A falloff in refrigerated freight volume slimmed down Mondovi, WI-based Marten Transport’s profits in the first quarter this year, though higher fuel surcharges kept net income above last year’s level.
Marten said net income increased 4.9% to $5.1 million on 16.2% higher operating revenues of $119.6 million in the first quarter compared to the same period in 2005. Revenue from fuel surcharges topped $15.8 million compared with $9.7 million for the same period last year.
Freight revenue, excluding fuel surcharges, increased 7.4% to $97.1 million in the first quarter this year.
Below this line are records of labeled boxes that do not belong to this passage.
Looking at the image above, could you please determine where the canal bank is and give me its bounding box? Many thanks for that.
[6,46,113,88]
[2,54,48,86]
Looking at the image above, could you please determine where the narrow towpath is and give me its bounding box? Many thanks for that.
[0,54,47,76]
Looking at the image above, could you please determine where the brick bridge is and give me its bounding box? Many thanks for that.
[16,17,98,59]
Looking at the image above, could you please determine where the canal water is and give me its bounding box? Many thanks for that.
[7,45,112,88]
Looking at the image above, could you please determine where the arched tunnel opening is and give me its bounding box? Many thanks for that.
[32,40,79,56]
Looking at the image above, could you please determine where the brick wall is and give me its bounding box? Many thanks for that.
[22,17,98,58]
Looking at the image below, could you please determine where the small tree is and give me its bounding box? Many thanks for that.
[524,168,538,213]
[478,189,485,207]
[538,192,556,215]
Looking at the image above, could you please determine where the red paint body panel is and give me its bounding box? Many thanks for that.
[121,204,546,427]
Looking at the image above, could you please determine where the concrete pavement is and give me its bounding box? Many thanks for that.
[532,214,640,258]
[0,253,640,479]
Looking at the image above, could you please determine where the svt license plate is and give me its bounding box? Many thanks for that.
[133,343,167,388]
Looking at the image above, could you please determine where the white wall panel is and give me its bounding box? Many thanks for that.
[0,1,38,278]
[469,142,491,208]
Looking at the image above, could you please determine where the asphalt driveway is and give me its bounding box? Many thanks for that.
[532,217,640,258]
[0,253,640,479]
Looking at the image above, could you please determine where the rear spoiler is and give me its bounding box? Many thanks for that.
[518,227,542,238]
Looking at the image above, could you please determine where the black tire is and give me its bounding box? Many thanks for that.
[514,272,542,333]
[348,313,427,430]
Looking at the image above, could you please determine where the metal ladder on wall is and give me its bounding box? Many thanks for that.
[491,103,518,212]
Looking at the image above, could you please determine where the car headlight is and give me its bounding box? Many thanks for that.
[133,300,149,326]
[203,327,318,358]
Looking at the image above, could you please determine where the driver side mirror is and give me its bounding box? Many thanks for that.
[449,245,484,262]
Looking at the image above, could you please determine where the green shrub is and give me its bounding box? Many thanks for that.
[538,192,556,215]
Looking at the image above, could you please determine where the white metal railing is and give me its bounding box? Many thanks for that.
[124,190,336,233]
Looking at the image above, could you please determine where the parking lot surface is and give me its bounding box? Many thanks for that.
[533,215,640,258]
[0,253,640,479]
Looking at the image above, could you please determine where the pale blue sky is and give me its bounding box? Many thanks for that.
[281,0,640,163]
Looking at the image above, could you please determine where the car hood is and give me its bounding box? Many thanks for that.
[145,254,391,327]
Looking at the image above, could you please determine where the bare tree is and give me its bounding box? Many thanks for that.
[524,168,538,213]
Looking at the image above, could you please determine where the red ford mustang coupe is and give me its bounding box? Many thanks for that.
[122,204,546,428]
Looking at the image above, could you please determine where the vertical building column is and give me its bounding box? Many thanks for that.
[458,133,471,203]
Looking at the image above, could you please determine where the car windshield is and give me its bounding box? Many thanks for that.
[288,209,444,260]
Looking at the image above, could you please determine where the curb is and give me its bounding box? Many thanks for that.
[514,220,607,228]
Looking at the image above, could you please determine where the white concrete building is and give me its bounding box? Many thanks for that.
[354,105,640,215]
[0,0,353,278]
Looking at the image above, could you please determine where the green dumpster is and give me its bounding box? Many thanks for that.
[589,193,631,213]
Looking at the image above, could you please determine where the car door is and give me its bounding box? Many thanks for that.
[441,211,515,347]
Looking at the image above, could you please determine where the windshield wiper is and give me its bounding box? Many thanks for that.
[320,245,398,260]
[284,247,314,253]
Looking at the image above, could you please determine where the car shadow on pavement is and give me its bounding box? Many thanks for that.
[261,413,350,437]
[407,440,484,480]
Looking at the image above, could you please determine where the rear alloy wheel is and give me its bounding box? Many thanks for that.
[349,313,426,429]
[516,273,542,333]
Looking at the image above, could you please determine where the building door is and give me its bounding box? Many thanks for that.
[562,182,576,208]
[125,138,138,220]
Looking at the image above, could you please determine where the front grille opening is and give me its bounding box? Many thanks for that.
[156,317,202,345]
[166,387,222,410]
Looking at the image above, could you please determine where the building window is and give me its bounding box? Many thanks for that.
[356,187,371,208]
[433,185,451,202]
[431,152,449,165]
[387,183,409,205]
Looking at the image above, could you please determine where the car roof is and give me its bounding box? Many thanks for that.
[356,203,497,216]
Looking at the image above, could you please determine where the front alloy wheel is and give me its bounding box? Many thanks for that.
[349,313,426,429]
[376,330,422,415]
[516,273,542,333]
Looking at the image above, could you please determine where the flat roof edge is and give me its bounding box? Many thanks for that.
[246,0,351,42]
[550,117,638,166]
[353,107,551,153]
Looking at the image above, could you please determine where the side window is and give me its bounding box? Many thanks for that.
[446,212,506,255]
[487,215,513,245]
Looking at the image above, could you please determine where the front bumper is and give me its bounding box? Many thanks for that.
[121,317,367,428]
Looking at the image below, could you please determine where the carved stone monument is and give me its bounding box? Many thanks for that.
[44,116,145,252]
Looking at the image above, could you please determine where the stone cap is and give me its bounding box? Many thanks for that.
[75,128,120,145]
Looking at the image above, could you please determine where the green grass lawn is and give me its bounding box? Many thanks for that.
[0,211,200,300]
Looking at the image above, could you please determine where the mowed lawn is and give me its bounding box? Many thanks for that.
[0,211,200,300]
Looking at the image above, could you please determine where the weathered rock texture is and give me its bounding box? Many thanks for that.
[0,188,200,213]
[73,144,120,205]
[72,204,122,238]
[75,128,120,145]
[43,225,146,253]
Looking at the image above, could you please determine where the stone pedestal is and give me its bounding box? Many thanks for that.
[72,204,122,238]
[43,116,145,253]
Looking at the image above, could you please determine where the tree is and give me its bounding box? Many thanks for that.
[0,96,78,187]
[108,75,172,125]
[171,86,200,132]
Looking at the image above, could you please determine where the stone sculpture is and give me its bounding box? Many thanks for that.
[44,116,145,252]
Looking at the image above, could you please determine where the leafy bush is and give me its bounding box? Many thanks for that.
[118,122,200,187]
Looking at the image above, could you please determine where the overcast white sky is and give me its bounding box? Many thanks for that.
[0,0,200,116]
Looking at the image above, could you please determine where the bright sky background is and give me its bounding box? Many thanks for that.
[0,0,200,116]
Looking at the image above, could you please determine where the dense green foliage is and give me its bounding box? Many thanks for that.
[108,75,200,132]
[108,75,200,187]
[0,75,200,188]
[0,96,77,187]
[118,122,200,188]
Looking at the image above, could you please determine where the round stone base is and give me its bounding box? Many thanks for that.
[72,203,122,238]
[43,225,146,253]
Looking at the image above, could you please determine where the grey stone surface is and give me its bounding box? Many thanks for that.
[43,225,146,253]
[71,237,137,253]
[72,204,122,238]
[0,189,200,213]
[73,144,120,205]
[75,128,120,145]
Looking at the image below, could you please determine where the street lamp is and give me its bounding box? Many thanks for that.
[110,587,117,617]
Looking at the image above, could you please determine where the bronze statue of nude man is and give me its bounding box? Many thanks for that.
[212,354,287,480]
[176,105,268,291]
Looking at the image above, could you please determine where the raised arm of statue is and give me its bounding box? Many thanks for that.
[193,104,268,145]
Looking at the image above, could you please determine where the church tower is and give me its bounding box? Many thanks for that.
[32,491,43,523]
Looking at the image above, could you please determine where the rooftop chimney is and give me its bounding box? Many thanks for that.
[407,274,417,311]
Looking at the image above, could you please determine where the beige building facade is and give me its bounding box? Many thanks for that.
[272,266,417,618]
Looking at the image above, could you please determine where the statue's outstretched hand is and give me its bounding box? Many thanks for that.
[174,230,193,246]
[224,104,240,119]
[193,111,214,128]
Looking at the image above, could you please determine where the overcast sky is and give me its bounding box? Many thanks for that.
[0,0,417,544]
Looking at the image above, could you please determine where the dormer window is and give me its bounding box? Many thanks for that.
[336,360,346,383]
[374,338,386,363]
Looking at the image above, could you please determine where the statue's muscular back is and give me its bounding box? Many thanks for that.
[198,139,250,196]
Marten’s logistics operations more than doubled its revenues to $6.7 million compared to $2.9 million for the first quarter of 2005.
“An increase in freight rates was partially offset by a decline in tractor utilization as average miles per tractor decreased 5.1% [in the first quarter of 2006] compared to the same period last year,” said Randolph ‘Randy’ Marten, the carrier’s chairman and president. “That was due to a period of softer than expected freight demand during late February and early March, the effects of regulatory mandates on driver hours of service, and a temporary increase in the number of unseated tractors.”
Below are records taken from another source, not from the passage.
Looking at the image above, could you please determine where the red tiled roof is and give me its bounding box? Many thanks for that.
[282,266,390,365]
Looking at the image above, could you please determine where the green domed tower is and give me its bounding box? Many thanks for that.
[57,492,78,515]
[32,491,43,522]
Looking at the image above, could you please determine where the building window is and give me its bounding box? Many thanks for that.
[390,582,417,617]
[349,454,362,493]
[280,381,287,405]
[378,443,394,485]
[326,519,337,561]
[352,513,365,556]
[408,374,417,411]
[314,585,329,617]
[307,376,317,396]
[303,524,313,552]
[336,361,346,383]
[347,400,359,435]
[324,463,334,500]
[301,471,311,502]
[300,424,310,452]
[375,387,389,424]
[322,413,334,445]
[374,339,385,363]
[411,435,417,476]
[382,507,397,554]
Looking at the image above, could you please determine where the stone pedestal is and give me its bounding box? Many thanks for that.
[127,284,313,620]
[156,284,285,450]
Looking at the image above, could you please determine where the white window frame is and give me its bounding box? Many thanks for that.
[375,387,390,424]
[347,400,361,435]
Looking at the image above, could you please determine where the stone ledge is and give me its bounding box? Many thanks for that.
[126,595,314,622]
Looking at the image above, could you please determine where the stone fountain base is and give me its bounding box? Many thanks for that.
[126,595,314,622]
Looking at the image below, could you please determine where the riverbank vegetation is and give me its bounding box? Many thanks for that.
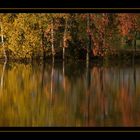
[0,13,140,61]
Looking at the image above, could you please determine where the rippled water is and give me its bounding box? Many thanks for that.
[0,62,140,127]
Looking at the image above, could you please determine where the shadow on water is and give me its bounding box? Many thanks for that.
[0,61,140,127]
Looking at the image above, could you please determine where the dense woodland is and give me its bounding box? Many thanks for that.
[0,13,140,60]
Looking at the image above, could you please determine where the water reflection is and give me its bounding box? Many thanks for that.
[0,62,140,127]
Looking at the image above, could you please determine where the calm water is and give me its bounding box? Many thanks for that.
[0,62,140,127]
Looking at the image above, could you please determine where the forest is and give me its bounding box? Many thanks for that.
[0,13,140,61]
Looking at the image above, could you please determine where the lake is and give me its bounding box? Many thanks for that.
[0,61,140,127]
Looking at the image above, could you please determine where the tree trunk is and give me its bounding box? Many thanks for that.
[86,14,91,63]
[0,19,7,61]
[41,28,45,60]
[63,18,68,60]
[51,18,55,61]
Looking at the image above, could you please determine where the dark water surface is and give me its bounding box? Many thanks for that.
[0,62,140,127]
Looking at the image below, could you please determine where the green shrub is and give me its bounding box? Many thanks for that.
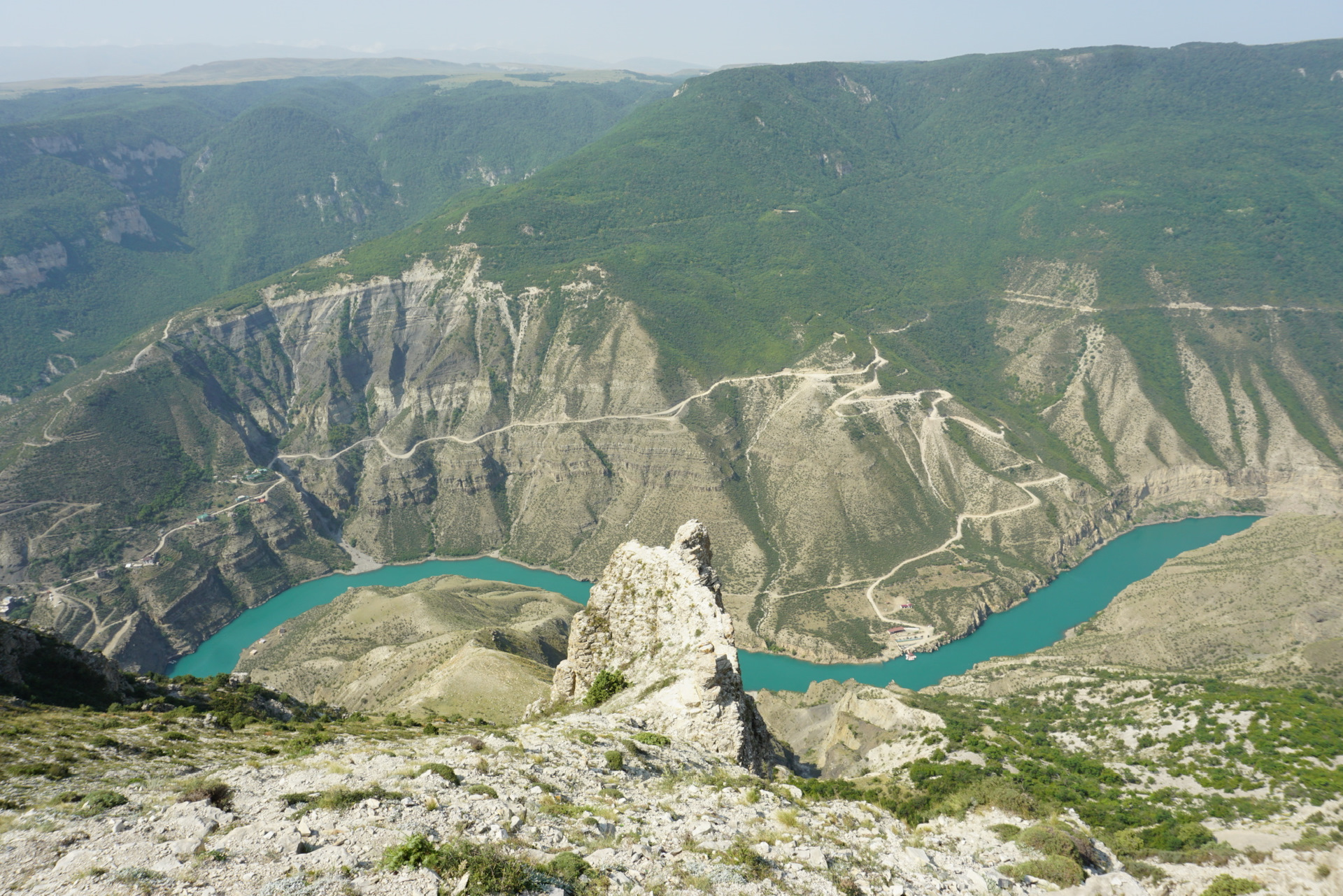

Yet Marten added that average freight revenue per tractor per week – the carrier’s main measure of asset productivity – increased 1.5% to $2,959 in the first quarter compared to the same period last year.
“Freight demand for the quarter was not as robust as in the first quarter of 2005, but customers continue to be concerned about obtaining enough capacity for the remainder of the year and beyond,” he added. “The desire for quality capacity was reflected in our average freight revenue per total mile, which increased 6.9% to 9.4 cents per mile.”